The Instrument will also aid in the investigation of bootstrapping techniques [CBO+02, JDC87] and cost-sensitive learning approaches [Elk01,ZE01] for rare event detection in spatial data with semantic awareness.

 

The general event detection problem has been intensively studied in traditional document collections as Topic Detection and Tracking (TDT) [APL98]. However, different from traditional documents, harvesting Twitter data for event detection is quite challenging since the Twitter messages are very short and noisy, containing nonstandard terms such as abbreviations, acronyms, and emoticons [Eis13, LWJ12]. The Instrument would allow the linking of tweet messages with many static data sources and the identification of the messages referring to the same real-world entity. As a result, the integration can provide an aggregated view of the disaster domain where the attributes and the values of the attributes are assembled and fused from thousands of mainly unstructured messages and improve the accuracy of event detection.

 

The Oak Ridge National Laboratory [http://www.ornl.gov/] (see letter) will utilize the Instrument to tie together sensor data across the US to create a real-time detection and alert system. Their SensorNet Project will utilize the Instrument's analytics and super-resolution data.

 

The team of Dr. S.S. Iyengar [http://users.cis.fiu.edu/~iyengar/] at FIU will utilize the Instrument to perform two case studies on trend analysis and monitoring data behavior. The Instrument's sensor data collected can be used for optimizing strategies for risk assessment as well as detecting critical events based on mining information. The optimization algorithm monitors the dynamic behavior of the data and identifies distinctive features in the data set.

 

 

References Cited

 

[CBO+02] N. V. Chawla, K. W. Bowyer, L. O. Hall, and W. P. Kegelmeyer. "SMOTE: Synthetic Minority Over-sampling TEchnique." Journal of Artificial Intelligence Research, 16:321-357, 2002.
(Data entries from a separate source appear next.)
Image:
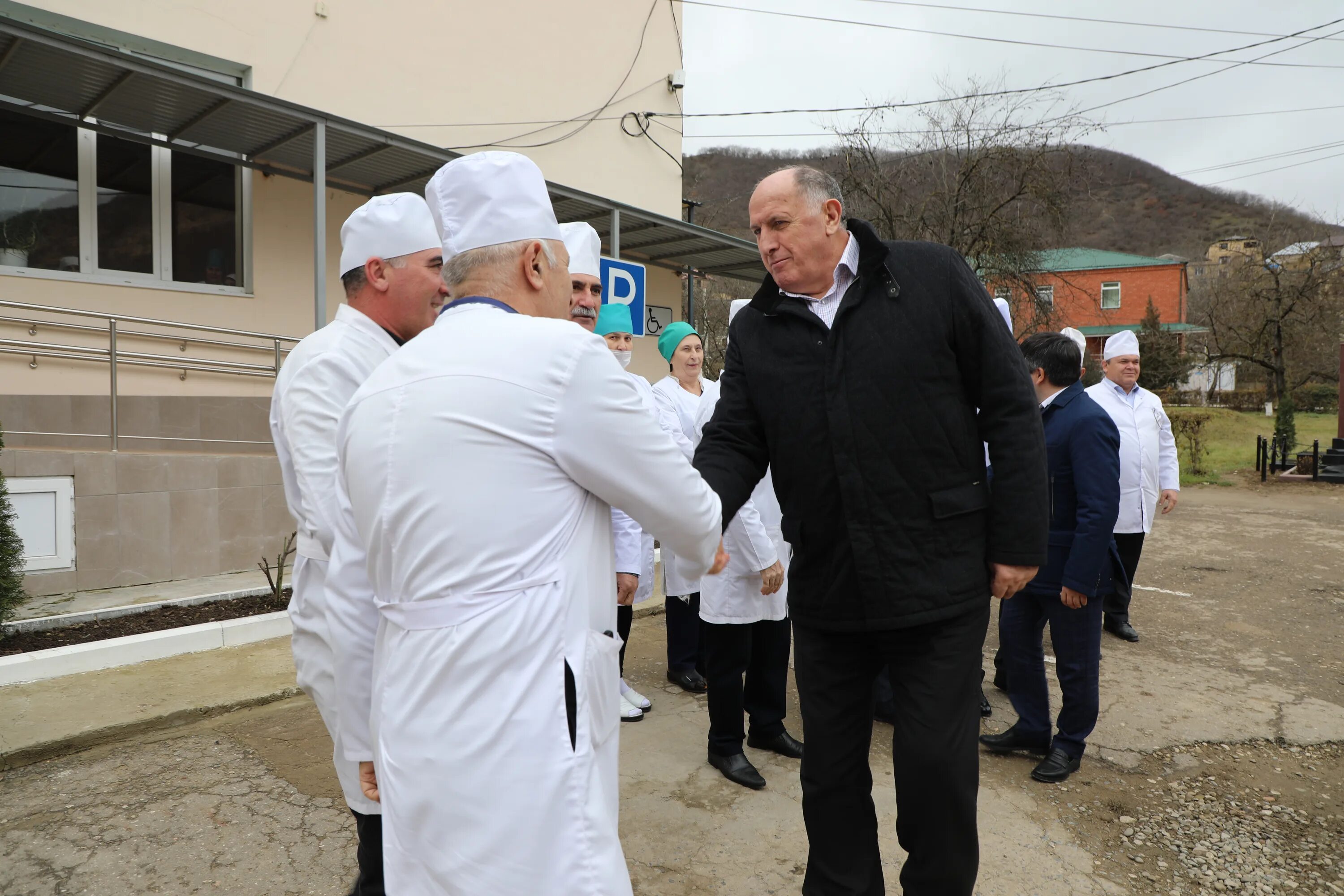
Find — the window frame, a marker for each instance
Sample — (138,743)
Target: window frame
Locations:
(86,148)
(1111,284)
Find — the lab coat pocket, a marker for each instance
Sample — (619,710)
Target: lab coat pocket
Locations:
(603,685)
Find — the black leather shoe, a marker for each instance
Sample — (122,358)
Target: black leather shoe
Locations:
(693,681)
(1057,767)
(783,743)
(740,770)
(1121,630)
(1012,741)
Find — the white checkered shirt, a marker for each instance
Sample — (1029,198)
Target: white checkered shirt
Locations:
(827,306)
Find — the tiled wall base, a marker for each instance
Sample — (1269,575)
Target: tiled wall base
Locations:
(144,516)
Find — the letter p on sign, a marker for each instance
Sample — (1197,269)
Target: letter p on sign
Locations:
(623,283)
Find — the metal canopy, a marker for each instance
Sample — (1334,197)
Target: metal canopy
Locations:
(58,77)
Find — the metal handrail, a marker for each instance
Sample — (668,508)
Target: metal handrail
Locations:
(113,358)
(33,324)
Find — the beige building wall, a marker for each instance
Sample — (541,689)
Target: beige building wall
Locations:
(440,73)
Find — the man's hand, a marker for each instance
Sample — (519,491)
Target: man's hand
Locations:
(1167,500)
(721,559)
(627,583)
(772,578)
(1008,581)
(1073,599)
(369,781)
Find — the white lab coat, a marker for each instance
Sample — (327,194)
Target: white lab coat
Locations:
(676,414)
(312,389)
(754,542)
(480,501)
(1148,461)
(635,546)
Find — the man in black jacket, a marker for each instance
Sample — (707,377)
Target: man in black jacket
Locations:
(857,374)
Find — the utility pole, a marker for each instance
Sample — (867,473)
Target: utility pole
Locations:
(690,273)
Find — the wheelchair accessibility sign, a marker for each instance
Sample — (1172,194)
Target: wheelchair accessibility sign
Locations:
(623,283)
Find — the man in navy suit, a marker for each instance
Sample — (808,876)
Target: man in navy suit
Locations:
(1084,566)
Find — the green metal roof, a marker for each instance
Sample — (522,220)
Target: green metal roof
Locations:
(1111,330)
(1066,260)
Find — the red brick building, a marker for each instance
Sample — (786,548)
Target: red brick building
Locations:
(1103,292)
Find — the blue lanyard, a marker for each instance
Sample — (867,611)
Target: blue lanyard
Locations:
(479,300)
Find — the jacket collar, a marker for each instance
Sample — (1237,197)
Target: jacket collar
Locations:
(1068,396)
(874,256)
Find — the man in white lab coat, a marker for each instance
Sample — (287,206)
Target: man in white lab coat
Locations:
(390,268)
(746,628)
(479,673)
(1150,469)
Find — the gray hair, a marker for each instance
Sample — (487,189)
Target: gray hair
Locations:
(815,185)
(355,280)
(464,265)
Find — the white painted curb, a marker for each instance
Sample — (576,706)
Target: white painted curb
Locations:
(139,648)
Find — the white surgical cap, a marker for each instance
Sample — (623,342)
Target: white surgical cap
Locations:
(1123,343)
(386,228)
(487,199)
(585,248)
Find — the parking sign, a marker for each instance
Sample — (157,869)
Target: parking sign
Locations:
(623,283)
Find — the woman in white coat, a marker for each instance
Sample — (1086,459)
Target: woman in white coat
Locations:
(679,397)
(746,633)
(633,546)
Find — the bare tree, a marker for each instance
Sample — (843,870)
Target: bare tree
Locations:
(1283,316)
(992,177)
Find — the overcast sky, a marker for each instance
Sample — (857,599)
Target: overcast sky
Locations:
(746,61)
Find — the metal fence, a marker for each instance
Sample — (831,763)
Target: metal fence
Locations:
(271,346)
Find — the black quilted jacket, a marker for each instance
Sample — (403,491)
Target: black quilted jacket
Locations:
(871,435)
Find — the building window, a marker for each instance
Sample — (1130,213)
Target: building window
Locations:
(39,194)
(77,201)
(1111,296)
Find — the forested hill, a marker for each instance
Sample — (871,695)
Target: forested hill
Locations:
(1125,205)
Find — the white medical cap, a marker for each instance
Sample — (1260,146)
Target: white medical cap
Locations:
(386,228)
(1123,343)
(585,248)
(487,199)
(1080,340)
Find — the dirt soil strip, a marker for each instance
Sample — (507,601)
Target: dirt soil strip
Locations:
(156,620)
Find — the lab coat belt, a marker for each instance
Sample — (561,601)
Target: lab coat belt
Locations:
(311,547)
(455,609)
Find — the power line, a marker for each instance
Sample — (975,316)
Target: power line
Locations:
(1049,15)
(1113,124)
(1269,171)
(1287,154)
(1008,92)
(984,38)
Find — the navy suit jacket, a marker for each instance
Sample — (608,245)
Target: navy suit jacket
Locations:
(1082,445)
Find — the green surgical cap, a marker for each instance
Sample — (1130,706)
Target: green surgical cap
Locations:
(615,318)
(672,338)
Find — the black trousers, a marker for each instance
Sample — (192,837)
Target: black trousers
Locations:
(686,648)
(370,829)
(935,673)
(624,617)
(1076,636)
(756,650)
(1129,544)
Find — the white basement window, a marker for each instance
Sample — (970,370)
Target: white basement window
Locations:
(45,508)
(85,203)
(1111,296)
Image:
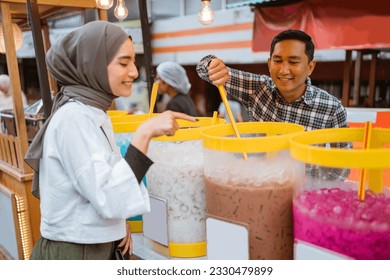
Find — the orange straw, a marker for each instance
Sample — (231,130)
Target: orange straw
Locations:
(222,92)
(363,173)
(153,98)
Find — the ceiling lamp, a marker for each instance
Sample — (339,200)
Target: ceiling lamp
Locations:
(206,14)
(121,11)
(18,37)
(104,4)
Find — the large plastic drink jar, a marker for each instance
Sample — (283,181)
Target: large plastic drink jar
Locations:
(344,216)
(253,193)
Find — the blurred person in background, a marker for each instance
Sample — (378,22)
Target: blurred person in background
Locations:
(6,97)
(174,82)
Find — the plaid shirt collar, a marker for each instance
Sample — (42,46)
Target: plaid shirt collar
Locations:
(307,97)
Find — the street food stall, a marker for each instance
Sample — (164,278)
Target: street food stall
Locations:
(19,210)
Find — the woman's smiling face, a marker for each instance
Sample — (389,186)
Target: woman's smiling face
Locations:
(122,70)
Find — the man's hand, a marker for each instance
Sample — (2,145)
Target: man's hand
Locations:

[JDC87] A. K. Jain, R. C. Dubes, and C.-C. Chen. "Bootstrap techniques for error estimation." IEEE Transactions on Pattern Analysis and Machine Intelligence, 9:628-633, 1987.

[Elk01] C. Elkan. "The foundations of cost-sensitive learning." In IJCAI, pages 973-978, 2001.

[ZE01] B. Zadrozny and C. Elkan. "Learning and making decisions when costs and probabilities are both unknown. In Proceedings of the seventh ACM SIGKDD international conference on Knowledge discovery and data mining, pages 204-213, 2001.

[APL98] J. Allan, R. Papka, and V. Lavrenko. On-line new event detection and tracking. In Proceedings of the 21st annual international ACM SIGIR conference on Research and development in information retrieval, pages 37-45. ACM, 1998.

[EIS13] J. Eisenstein. What to do about bad language on the internet. In Proceedings of the 2013 Conference of the North American Chapter of the Association for Computational Linguistics: Human Language Technologies (NAACL/HLT), 2013.

[LWJ12] F. Liu, F. Weng, and X. Jiang. A broad-coverage normalization system for social media language. In Proceedings of the 50th Annual Meeting of the Association for Computational Linguistics (ACL), pages 1035-1044, 2012.